16.17.2. RDF Index Scheme

Starting with version 6.00.3126, the default RDF index scheme consists of 2 full indices over RDF quads plus 3 partial indices. This index scheme is generally adapted to all kinds of workloads, regardless of whether queries generally specify a graph. As indicated the default index scheme in Virtuoso is almost always applicable as is, whether one has a RDF database with very large numbers of small graphs or just one or a few large graphs. With Virtuoso 7 the indices are column-wise by default, which results in them to consuming usually about 1/3 of the space the equivalent row-wise structures would consume.

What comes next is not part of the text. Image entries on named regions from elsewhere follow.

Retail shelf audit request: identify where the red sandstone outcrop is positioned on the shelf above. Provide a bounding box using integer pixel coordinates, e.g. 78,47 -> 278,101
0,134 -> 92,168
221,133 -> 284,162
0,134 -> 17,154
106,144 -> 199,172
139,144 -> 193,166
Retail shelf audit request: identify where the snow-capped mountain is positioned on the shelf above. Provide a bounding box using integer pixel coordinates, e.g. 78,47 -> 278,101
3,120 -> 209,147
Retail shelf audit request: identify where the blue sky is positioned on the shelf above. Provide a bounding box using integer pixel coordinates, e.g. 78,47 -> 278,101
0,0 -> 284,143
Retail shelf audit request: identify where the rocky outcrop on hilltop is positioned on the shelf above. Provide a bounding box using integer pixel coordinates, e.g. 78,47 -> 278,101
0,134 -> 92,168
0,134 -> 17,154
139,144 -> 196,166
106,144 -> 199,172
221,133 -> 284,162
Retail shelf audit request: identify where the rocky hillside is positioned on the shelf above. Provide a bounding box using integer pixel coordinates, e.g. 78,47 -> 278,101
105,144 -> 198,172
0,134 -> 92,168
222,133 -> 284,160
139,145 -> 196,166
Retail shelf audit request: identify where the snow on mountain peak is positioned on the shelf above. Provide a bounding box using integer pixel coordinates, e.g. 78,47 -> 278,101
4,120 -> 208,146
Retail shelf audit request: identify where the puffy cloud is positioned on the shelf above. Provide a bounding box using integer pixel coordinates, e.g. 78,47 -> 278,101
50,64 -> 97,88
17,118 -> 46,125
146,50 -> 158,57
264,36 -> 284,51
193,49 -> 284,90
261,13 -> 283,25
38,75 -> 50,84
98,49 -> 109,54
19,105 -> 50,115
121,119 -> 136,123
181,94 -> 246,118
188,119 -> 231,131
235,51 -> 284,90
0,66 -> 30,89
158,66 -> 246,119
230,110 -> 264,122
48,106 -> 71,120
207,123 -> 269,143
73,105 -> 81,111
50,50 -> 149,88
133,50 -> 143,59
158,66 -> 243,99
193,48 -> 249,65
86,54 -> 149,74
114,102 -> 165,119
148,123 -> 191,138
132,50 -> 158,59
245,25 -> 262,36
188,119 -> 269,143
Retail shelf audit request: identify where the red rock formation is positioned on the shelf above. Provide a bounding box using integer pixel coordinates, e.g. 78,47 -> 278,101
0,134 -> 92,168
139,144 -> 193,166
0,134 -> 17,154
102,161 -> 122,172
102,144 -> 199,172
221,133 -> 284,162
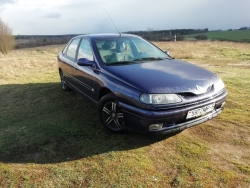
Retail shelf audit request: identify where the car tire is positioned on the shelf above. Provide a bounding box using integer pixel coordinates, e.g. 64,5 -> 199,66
98,93 -> 126,133
59,71 -> 70,91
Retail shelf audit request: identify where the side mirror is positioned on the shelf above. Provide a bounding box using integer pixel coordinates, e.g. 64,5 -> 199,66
76,58 -> 94,66
165,50 -> 170,55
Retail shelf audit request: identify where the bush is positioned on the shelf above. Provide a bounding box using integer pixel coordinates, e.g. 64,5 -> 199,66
0,18 -> 15,55
194,35 -> 208,40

Alternate indexing schemes are possible but will not be generally needed. For upgrading old databases with a different index scheme see the corresponding documentation.

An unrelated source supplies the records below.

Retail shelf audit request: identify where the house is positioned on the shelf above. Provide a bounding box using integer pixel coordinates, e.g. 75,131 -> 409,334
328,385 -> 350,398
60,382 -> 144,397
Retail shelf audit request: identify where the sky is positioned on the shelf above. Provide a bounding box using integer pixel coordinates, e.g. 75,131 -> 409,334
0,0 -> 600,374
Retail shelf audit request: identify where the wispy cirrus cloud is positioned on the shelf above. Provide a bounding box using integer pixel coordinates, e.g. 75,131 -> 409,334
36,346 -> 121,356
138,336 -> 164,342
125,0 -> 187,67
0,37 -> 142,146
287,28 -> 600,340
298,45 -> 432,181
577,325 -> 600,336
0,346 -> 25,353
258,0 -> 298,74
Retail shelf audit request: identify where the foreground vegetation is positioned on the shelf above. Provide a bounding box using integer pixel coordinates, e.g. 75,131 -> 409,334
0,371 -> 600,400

The index scheme consists of the following indices:

PSOG

- primary key
POGS

- bitmap index for lookups on object value.
SP

- partial index for cases where only S is specified.
OP

- partial index for cases where only O is specified.
GS

- partial index for cases where only G is specified.

This index scheme is created by the following statements:

CREATE TABLE DB.DBA.RDF_QUAD (
  G IRI_ID_8,
  S IRI_ID_8,
  P IRI_ID_8,
  O ANY,
  PRIMARY KEY (P, S, O, G)
  )
ALTER INDEX RDF_QUAD ON DB.DBA.RDF_QUAD
  PARTITION (S INT (0hexffff00));

CREATE DISTINCT NO PRIMARY KEY REF BITMAP INDEX RDF_QUAD_SP
  ON RDF_QUAD (S, P)
  PARTITION (S INT (0hexffff00));

CREATE BITMAP INDEX RDF_QUAD_POGS
  ON RDF_QUAD (P, O, G, S)
  PARTITION (O VARCHAR (-1, 0hexffff));

CREATE DISTINCT NO PRIMARY KEY REF BITMAP INDEX RDF_QUAD_GS
  ON RDF_QUAD (G, S)
  PARTITION (S INT (0hexffff00));

CREATE DISTINCT NO PRIMARY KEY REF INDEX RDF_QUAD_OP
  ON RDF_QUAD (O, P)
  PARTITION (O VARCHAR (-1, 0hexffff));

The idea is to favor queries where the predicate is specified in triple patterns. The entire quad can be efficiently accessed when P and at least one of S and O are known. This has the advantage of clustering data by the predicate which improves working set. A page read from disk will only have entries pertaining to the same predicate; chances of accessing other entries of the page are thus higher than if the page held values for arbitrary predicates. For less frequent cases where only S is known, as in DESCRIBE , the distinct P s of the S are found in the SP index. These SP pairs are then used for accessing the PSOG index to get the O and G . For cases where only the G is known, as when dropping a graph, the distinct S s of the G are found in the GS index. The P s of the S are then found in the SP index. After this, the whole quad is found in the PSOG index.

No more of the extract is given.